The single resolution mechanism agreement is said to be crucial to the continuing stability of the euro, but no-one would guess that from the way that it has been bodged together. Still, for all the SRM’s faults, the European Parliament was right to not examine the joins too closely and let this through.
The first question about the SRM is what, in practice, it actually changes. The European Commission already controls bank resolution if any state aid is involved. That function will continue indefinitely although the SRM comes into force on 1 January, 2015. The resolution funds will be built up to €55 billion over some years which, again, may not really move the needle should a big bank fail.

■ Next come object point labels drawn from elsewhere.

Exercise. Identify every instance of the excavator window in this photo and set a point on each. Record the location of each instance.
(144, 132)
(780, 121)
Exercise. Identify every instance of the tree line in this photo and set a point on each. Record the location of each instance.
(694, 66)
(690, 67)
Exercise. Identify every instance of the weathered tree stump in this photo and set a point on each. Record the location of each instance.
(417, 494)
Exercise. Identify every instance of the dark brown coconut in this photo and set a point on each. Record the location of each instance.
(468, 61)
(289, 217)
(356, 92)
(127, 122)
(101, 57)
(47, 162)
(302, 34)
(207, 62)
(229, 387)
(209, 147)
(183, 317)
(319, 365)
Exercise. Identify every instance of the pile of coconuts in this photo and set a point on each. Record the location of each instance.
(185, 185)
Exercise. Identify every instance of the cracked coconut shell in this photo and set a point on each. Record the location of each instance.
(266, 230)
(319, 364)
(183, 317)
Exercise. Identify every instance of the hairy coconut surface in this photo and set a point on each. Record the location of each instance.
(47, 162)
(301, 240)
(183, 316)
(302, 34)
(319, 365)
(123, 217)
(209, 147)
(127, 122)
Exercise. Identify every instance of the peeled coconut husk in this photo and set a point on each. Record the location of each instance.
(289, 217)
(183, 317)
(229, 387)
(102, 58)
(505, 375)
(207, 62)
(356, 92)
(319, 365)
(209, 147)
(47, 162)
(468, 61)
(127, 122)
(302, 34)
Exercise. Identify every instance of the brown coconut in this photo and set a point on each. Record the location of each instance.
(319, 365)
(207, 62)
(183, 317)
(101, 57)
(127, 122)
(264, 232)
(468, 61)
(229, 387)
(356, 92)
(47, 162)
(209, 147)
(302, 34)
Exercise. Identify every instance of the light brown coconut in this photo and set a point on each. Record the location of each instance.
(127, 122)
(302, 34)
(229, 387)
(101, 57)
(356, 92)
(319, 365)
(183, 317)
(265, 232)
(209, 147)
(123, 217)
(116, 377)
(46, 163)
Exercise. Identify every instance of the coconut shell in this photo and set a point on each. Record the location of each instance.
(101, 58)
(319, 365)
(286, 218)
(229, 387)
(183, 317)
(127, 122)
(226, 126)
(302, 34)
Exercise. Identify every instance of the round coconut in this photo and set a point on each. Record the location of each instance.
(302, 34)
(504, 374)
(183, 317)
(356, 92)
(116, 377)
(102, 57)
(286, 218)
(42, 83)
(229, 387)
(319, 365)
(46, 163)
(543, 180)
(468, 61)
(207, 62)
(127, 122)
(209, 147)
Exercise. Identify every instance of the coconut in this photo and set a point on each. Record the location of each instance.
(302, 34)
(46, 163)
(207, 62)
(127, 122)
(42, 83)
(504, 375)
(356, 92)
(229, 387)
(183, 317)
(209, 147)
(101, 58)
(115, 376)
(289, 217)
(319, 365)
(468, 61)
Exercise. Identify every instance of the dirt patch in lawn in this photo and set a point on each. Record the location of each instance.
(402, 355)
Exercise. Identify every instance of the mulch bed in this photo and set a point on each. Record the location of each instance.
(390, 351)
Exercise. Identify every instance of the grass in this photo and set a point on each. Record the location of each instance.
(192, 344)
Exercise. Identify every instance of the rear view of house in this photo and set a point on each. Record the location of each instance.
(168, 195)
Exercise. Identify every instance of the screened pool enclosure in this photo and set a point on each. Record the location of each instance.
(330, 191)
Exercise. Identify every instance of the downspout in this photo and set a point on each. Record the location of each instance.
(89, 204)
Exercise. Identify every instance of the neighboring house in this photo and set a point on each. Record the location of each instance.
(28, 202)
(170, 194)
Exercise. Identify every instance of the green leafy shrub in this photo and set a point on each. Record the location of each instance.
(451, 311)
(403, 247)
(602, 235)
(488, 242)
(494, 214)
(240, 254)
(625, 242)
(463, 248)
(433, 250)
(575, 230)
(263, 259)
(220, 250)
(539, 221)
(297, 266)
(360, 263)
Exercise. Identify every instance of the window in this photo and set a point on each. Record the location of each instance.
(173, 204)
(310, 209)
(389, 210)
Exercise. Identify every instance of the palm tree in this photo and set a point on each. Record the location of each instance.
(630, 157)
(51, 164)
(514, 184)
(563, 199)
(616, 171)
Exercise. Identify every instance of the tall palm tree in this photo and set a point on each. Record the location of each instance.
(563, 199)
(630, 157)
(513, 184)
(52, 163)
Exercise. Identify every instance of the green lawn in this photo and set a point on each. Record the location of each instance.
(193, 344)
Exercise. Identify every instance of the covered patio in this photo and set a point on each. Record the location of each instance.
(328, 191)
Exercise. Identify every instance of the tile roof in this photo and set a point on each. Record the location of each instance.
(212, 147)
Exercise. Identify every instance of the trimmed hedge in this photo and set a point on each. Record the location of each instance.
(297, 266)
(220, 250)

What is clear is that the complexity of the proposals, and the rushed legislation, were a bad way to make law. However, an agreement was reached and the scheduled review in 2016 can sweep up any nasty failings that do come to light in the interim.
How messy was it? German Finance Minister Wolfgang Schäuble reportedly said: “I can say the European Parliament has to make a lot of moves, otherwise we will not get a decision …and then we will have no regulation”. The Germans wanted European finance ministers to have more say in the resolution process and to minimise the cost of the fund. The European Parliament disagreed. At the same time, the imminent dissolution of the European Parliament before the elections in May was ratcheting up the pressure. That the deal was, in the end, done came down to several major factors.